Right now I’m taking a class with Bart Ehrman, a UNC religion professor who’s really well known for scaring the crap out of young christians by showing them a lot of evidence and giving very persuasive arguments for why the bible is not true and God is not real. At the beginning of the first day of class, he had us all take a quiz on the new testament, just to see how much we really knew. One of the questions was “what is the shortest verse in the New Testament?” I, like most other people who had ever been south of the Mason Dixon line, said “John 11:35, Jesus wept.” This was wrong. The real answer was so much more awesome that I couldn’t not write about it.
The true shortest verse in the New Testament is 1 Thessalonians 5:16 “Rejoice always.” The reason it’s shorter is because it is 14 letters in 2 words in the Greek, whereas “Jesus wept” is 16 letters in 3 words in the Greek. Ehrman wasn’t trying to make some profound point out of this, other than that we were all spoon fed idiots, but this blew my mind and showed me something amazing. The shortest verse in the original language of the New Testament is the number one thing that life with Jesus and all of Christianity is all about. Rejoice Always. The point of the gospel is to unite us with God, who is our only source of true satisfaction and joy. A life spent in a pursuit of happiness is a wasted life, because happiness is when it’s a sunny day, when you have a rich family, when she loves you back, when you win the lottery, when someone compliments you. Happiness is all about good luck, and that can change in an instant.

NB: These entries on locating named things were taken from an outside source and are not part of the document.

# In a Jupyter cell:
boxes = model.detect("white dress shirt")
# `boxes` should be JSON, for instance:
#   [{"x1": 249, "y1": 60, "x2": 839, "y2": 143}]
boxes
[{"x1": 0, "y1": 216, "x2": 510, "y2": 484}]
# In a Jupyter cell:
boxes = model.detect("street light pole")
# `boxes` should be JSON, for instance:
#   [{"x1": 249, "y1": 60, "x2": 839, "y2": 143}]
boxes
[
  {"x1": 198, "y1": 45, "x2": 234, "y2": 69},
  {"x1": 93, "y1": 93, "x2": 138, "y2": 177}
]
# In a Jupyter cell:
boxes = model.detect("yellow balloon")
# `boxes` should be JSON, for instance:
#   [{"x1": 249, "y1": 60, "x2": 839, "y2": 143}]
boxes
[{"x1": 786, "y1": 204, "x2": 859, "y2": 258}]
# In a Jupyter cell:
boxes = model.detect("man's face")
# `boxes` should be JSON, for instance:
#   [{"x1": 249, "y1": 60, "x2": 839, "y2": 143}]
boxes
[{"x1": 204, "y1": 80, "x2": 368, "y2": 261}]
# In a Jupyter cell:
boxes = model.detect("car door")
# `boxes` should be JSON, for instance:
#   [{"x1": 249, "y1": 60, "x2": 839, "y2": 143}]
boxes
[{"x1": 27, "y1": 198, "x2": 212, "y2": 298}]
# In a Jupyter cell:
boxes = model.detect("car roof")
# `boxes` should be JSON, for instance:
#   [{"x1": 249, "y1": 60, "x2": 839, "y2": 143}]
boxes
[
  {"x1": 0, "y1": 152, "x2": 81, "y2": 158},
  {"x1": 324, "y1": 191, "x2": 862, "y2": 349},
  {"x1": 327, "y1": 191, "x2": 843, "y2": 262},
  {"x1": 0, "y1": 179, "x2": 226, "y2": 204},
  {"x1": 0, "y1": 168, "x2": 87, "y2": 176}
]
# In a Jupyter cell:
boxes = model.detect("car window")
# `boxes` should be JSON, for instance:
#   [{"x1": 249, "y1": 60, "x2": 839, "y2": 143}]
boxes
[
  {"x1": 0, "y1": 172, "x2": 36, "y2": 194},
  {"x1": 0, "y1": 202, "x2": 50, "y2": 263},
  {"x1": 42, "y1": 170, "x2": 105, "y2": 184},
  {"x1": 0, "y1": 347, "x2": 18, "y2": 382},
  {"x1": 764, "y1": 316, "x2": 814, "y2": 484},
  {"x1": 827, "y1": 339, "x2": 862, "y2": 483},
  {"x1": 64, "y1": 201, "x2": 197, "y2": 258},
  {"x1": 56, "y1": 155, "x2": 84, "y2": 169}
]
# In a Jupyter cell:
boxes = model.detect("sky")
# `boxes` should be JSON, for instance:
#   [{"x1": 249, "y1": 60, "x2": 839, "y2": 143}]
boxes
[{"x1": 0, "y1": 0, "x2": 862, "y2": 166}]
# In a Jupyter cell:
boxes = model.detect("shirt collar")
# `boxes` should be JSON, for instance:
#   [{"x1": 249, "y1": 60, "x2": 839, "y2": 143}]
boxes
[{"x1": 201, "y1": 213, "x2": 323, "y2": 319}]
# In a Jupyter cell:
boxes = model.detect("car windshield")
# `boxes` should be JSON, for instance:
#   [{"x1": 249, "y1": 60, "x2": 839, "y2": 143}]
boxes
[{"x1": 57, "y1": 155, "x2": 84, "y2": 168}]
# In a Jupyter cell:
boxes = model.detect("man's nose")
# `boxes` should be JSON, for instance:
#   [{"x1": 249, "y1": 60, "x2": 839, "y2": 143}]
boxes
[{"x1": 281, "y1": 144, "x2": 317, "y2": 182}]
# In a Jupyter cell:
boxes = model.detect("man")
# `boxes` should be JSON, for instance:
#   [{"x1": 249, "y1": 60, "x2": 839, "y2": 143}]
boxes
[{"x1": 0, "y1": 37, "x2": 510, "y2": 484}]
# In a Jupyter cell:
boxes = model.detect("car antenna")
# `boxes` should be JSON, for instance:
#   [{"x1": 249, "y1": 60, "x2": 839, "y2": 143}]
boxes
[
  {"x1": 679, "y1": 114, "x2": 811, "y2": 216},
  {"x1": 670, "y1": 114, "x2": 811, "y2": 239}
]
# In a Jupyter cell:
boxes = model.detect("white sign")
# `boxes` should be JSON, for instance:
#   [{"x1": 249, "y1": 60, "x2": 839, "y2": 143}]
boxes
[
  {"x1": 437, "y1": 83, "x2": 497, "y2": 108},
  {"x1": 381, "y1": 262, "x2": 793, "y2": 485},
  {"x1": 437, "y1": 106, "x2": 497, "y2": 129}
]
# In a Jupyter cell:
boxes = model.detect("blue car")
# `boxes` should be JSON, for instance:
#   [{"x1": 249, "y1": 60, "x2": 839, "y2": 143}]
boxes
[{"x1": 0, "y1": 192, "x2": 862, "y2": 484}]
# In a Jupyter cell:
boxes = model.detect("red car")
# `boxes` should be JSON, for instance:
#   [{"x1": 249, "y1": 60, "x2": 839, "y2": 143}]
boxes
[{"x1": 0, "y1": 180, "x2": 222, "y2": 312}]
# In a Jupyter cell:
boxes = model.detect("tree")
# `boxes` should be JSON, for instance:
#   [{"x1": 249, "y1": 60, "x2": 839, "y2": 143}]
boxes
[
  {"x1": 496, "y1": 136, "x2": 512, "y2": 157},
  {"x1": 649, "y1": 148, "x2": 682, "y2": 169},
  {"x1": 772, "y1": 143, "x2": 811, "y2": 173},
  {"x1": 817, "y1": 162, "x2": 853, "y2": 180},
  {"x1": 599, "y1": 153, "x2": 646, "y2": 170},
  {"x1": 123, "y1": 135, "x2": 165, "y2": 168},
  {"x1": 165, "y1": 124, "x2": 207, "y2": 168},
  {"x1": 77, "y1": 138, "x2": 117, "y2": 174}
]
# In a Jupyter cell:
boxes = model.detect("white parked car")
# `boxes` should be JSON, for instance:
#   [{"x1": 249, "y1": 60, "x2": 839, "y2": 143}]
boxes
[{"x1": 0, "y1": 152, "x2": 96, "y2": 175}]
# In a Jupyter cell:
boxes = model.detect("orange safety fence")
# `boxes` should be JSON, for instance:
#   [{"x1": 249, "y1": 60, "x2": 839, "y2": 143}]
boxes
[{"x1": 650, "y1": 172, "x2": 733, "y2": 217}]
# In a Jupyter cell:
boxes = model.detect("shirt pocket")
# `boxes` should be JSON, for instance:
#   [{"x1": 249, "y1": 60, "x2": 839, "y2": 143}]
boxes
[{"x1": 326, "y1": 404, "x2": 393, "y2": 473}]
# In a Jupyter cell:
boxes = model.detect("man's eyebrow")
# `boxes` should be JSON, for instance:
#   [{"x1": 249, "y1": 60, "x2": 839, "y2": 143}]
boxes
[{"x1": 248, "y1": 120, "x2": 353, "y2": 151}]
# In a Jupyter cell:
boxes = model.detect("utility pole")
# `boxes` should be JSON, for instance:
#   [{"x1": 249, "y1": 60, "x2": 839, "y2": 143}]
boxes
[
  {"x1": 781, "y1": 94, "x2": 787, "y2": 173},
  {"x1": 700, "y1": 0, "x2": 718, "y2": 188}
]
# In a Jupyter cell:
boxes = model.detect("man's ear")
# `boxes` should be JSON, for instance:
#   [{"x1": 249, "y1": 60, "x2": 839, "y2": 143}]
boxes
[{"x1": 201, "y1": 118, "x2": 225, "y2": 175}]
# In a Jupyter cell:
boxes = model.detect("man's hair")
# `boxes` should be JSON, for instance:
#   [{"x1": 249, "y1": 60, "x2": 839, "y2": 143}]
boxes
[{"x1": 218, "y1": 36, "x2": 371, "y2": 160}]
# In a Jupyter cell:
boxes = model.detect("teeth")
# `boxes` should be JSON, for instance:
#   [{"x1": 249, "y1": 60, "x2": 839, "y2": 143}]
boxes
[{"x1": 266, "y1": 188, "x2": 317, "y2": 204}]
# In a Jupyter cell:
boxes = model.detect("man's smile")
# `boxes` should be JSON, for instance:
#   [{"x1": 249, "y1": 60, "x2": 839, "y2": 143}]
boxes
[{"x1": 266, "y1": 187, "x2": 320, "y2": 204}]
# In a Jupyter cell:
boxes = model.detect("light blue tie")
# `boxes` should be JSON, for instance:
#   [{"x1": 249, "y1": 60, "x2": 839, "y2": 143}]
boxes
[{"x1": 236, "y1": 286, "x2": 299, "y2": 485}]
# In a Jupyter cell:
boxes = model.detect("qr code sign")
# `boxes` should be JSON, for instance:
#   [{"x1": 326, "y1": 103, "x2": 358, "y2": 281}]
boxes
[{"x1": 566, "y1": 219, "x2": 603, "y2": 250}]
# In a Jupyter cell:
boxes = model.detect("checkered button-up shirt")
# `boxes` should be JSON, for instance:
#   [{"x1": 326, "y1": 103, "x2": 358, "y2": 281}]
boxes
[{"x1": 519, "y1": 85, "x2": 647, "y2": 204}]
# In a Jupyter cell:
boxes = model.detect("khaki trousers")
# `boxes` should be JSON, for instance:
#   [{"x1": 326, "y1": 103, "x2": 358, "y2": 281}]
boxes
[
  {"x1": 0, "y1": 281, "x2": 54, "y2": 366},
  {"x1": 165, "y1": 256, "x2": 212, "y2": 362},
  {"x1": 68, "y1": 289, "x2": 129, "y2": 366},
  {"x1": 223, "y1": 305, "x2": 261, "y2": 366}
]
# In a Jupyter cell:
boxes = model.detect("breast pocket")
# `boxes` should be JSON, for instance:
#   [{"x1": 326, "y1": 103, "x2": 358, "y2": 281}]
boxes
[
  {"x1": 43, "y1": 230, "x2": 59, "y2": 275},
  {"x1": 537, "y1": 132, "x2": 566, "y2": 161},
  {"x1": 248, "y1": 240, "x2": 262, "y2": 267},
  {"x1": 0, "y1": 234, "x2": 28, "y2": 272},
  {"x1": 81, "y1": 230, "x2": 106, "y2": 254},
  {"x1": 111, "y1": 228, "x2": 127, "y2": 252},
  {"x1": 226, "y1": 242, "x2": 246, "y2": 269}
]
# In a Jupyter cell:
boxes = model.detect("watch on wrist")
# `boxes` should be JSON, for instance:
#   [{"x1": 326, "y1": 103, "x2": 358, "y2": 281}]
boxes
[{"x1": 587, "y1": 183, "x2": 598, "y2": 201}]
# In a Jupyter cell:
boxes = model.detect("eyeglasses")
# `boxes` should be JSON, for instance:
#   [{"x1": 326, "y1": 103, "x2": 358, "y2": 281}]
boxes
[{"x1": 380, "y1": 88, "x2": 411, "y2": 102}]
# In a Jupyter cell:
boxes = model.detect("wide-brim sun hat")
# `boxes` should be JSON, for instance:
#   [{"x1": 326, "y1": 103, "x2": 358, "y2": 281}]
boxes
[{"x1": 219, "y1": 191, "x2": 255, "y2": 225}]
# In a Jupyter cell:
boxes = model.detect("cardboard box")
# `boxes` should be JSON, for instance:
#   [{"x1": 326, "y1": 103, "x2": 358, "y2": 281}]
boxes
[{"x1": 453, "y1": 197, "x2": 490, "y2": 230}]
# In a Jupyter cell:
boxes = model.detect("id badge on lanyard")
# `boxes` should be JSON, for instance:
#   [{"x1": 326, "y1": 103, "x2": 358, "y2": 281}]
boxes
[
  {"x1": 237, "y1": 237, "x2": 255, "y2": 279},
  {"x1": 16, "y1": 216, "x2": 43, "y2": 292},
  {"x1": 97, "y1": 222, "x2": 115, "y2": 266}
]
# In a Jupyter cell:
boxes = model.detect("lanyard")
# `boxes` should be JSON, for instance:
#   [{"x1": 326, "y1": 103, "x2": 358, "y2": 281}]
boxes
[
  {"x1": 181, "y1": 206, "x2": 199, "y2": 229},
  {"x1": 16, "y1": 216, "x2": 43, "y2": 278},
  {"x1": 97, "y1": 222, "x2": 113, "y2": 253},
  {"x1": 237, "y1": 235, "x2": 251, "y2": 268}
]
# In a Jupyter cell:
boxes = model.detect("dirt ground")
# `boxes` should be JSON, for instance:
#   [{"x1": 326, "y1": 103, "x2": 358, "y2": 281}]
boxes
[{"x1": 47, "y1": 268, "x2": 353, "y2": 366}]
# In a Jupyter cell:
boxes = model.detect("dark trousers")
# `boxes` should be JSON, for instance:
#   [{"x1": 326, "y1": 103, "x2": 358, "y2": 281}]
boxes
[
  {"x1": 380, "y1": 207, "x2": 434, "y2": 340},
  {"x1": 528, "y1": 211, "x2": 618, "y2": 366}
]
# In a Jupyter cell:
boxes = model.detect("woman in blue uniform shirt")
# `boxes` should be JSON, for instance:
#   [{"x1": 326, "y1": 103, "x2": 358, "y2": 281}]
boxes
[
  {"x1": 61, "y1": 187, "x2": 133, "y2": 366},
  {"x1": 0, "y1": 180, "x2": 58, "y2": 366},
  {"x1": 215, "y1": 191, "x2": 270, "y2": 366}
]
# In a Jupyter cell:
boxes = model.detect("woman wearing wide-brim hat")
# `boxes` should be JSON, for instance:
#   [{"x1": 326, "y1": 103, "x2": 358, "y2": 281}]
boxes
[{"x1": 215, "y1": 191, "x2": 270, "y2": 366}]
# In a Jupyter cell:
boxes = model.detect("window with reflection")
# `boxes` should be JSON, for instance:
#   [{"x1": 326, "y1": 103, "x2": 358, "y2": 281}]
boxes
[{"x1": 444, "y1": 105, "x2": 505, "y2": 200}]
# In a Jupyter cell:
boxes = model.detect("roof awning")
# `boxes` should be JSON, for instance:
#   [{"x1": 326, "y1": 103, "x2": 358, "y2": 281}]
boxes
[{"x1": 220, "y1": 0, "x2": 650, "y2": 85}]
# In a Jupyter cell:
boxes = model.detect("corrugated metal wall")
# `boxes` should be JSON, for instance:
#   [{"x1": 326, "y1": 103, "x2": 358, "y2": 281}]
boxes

It’s not a safe investment, because one thundercloud or snide remark can ruin your happiness. Rather, the only thing worth living for is the only thing that can bring you to Rejoice Always, regardless of your current happiness. That thing is Jesus. Rejoice Always is a command, a banner, a headline for life with Jesus.
I work for a church in Apex, NC. Working for a church is a really weird thing, because it’s sometimes hard to know where my spiritual life stops and my Job starts. When I’m reading the bible, is that work? Of course not, that’s part of life with God! What if I’m reading for a bible study we’re doing with our students? These things get weirdly complicated and sometimes it makes all of my walk with God feel mechanical and routine, just like going to work. So my boss, at the beginning of our weekly meeting one week, simply asked us “What’s been exciting you about Jesus lately?”
That question really threw me off guard. It wasn’t “How’s your walk with God?” or “are you doing things that Christians should do?” It was “What’s been exciting you?” It matters to God that we are excited. He doesn’t seem to care most about what we do and don’t do. He doesn’t want mindless obedience drones, even if they do what “christians are supposed to do.”
He wants us excited.
He wants us motivated.
He wants us fulfilled.
He wants us rejoicing.
So this week as you go back to work or school or whatever, ask yourself “What’s been exciting me about Jesus lately?”
Constant rejoicing comes from confident faith. Get excited about the love God has for you, the lessons he’s trying to teach you, and the purpose for which he created you.
And most importantly: rejoice always.